Jenna morreu quando entrou na água durante uma excursão de tubarão-baleia a bordo do MV Sapphire Black na Área Marinha Protegida de South Ari, nas Maldivas, uma expedição dirigida pela instituição de caridade Maldives Whale Shark Research Program (MWSRP), registrada no Reino Unido.

Depois que a menina entrou na água, o capitão ou a tripulação ligou o motor do barco, fazendo com que a hélice batesse no fundo.

“Ouviu-se um grande estrondo e um estalo”, mas o barco continuou “se movendo em direção à pessoa na água”, afirma o processo.

Um professor da escola mergulhou então sob o barco para resgatar Jenna, que foi trazida de volta ao barco inconsciente, com as pernas cortadas e feridas abertas nas costas. O tornozelo de outro aluno também foi cortado pela hélice giratória.

A professora de Jenna tentou reanimá-la na frente de seus amigos da escola, que teriam ficado traumatizados com o incidente. Como o MV Sapphire Black não tinha oxigênio a bordo, um barco de mergulho próximo forneceu oxigênio de emergência.

Não havia helicópteros na área para ajudá-los, e Jenna acabou sendo levada de avião para o Centro de Saúde Dhigurah, na Ilha Dhigurah, por volta das 10h15, cerca de 45 minutos depois de entrarem na água.

Os seus pais disseram que a escola não tomou medidas razoáveis ​​para garantir que o MWSRP era adequado e qualificado para acolher excursões para crianças em idade escolar e não examinou adequadamente as Maldivas, que dizem ter um histórico de acidentes marítimos fatais envolvendo mergulho e passeios de barco.

Cerca de 112 turistas morreram em incidentes relacionados com o oceano nas Maldivas entre Janeiro de 2020 e Outubro de 2023, de acordo com dados policiais divulgados no Verão passado.

Eles também dizem que outros pais descobriram a trágica morte de Jenna antes deles.

Enquanto seus pais tentavam descobrir como repatriar o corpo da filha, a escola enviou um e-mail aos pais das crianças na viagem, escrevendo: “Outro dia conseguimos exatamente o que esperávamos!” e listando as diversas atividades que aconteceram naquele dia.

O e-mail continha fotos de alunos, incluindo Jenna, embora os administradores da escola tivessem sido informados de sua morte horas antes.

Um porta-voz da escola disse: “A morte de Jenna é uma tragédia e nossos pensamentos estão com sua família. Como escola, continuaremos a fornecer-lhes apoio inabalável e estamos em nossos pensamentos e orações todos os dias”.

“Podemos confirmar que os pais de Jenna apresentaram uma reclamação contra a escola no Supremo Tribunal de Singapura na terça-feira.

“A escola nega as alegações da reclamação e culpa a escola.

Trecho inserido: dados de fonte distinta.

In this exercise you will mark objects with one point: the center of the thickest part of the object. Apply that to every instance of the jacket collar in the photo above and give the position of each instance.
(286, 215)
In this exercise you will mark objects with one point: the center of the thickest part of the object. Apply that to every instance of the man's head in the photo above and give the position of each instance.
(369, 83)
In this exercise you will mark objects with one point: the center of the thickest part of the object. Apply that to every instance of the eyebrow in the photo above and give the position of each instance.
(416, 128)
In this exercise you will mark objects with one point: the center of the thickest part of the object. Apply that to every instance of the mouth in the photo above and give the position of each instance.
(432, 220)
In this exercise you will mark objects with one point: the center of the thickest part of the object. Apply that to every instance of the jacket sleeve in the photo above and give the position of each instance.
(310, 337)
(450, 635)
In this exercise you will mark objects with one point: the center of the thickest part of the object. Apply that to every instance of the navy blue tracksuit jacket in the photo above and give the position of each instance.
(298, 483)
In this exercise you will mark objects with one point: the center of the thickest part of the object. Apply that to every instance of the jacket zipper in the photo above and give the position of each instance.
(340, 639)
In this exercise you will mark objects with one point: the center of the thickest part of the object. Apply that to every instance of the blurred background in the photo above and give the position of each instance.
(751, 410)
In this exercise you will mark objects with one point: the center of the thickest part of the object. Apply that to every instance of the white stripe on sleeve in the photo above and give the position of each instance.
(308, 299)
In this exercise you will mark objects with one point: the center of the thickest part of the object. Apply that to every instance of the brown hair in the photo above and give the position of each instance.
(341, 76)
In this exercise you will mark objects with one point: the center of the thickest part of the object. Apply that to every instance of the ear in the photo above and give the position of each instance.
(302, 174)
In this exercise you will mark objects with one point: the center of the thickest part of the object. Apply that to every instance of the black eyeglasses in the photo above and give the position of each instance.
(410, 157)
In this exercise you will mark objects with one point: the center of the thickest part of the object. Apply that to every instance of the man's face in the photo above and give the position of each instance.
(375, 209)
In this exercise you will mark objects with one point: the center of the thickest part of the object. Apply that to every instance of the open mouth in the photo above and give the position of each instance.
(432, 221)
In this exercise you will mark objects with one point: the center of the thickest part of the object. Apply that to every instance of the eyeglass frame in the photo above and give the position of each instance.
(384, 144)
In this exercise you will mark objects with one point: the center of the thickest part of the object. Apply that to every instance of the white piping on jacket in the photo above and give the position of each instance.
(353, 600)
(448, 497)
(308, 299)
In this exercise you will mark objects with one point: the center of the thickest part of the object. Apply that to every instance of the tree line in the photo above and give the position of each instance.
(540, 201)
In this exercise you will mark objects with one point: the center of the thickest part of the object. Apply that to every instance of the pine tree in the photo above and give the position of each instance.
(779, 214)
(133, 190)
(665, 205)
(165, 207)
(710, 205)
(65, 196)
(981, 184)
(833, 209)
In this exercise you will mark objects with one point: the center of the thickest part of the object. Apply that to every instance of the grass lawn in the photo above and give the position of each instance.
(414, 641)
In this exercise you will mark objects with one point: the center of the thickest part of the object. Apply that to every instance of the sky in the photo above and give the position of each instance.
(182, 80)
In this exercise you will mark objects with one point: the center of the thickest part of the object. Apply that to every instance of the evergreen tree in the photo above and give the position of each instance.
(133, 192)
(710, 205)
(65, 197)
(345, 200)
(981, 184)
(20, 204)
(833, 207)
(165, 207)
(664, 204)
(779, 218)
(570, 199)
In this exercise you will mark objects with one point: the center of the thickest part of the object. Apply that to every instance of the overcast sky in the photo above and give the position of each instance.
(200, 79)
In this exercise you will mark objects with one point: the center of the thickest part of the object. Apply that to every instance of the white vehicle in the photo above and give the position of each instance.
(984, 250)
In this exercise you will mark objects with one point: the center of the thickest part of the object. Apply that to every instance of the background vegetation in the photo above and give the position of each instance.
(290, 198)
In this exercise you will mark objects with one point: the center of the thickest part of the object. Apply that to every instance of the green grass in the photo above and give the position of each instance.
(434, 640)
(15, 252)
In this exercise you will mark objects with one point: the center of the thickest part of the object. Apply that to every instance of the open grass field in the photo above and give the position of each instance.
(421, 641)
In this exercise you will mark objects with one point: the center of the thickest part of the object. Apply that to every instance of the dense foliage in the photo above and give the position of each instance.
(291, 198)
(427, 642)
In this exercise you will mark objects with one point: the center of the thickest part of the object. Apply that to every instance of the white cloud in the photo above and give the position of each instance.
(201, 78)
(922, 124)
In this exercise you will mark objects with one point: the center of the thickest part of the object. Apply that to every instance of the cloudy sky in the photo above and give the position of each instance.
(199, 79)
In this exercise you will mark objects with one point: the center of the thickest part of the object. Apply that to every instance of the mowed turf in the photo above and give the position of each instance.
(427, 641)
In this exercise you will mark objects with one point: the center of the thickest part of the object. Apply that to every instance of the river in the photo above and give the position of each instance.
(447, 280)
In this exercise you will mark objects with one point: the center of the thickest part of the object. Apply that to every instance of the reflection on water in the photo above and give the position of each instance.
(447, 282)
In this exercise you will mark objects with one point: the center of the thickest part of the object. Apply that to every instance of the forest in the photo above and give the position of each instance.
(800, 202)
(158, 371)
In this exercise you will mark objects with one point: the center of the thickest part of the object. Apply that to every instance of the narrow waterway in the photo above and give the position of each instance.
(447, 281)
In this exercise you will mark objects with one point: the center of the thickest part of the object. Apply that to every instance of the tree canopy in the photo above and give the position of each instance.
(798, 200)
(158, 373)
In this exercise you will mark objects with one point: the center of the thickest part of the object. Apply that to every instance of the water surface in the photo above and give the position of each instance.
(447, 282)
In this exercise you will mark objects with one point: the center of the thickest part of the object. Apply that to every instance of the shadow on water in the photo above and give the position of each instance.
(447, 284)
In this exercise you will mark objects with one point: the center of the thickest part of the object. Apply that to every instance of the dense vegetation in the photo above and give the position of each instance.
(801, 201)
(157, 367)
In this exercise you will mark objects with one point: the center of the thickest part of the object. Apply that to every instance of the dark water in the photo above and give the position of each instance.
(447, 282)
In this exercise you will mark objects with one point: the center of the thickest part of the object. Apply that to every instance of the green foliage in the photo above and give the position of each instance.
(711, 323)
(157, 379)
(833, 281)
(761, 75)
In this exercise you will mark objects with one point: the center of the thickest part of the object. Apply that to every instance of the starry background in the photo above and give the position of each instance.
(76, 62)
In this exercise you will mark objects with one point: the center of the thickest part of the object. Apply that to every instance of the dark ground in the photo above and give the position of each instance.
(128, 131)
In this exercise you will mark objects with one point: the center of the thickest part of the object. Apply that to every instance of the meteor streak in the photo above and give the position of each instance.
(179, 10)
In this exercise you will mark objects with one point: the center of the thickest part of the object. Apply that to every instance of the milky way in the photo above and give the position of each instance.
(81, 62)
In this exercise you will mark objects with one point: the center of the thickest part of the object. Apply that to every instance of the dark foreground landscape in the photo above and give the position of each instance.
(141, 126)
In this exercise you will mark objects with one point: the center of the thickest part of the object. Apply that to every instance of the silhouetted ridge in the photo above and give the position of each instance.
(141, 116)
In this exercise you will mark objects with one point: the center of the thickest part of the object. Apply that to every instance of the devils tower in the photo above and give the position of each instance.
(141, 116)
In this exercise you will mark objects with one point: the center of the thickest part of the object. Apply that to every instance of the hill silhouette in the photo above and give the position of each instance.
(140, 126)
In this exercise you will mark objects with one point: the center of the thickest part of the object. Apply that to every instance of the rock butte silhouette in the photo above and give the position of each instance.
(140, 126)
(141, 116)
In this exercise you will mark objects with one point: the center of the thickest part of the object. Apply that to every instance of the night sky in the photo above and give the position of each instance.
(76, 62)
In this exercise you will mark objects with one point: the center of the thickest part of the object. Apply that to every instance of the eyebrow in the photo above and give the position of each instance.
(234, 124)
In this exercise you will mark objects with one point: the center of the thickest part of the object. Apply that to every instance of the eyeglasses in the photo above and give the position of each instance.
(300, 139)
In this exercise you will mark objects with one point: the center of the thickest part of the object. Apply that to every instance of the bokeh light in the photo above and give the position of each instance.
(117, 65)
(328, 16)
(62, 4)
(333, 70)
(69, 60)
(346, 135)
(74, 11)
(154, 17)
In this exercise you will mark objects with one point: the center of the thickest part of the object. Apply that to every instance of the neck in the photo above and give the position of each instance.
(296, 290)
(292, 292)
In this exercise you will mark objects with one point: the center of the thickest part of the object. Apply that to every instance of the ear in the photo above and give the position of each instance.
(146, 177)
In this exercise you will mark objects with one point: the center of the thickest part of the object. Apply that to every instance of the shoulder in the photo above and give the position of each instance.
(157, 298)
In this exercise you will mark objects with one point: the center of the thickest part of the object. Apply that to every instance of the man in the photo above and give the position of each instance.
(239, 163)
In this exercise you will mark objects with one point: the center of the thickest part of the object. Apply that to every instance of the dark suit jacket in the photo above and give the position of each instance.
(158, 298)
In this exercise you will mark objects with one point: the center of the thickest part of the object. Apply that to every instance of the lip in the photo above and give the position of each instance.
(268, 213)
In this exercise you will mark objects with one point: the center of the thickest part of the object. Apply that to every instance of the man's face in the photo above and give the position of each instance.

Conseqüentemente, a escola contratou um advogado para defender a reclamação.”

Uma carta de 21 de novembro de 2025 do advogado da escola aos pais dizia que “foi o capitão quem deu ré no barco depois que Jenna entrou na água, causando este incidente”, de acordo com o processo.

Portanto, disseram que a escola “não pode e não será responsabilizada pelas ações do capitão”, de acordo com a declaração de reivindicação.

Um porta-voz da escola acrescentou: “A escola também informou aos pais de Jenna que discorda de qualquer sugestão de que a informação lhes foi ocultada e que, embora a escola tenha tomado medidas para obter informações das autoridades das Maldivas que investigam o incidente, a escola não recebeu qualquer informação desse tipo.

“A escola entrou em contato com os pais de Jenna várias vezes e está disposta a encontrá-los quando estiverem prontos. Lembramos profundamente sua profunda perda e nos esforçamos para ser respeitosos e sensíveis de todas as maneiras possíveis.

“Como o assunto está agora nos tribunais de Singapura, a escola não fará mais nenhum comentário público sobre o assunto neste momento”.

O Centro de Pesquisa do Tubarão-Baleia das Maldivas (antigo Programa de Pesquisa do Tubarão-Baleia das Maldivas) não respondeu a um pedido de comentário.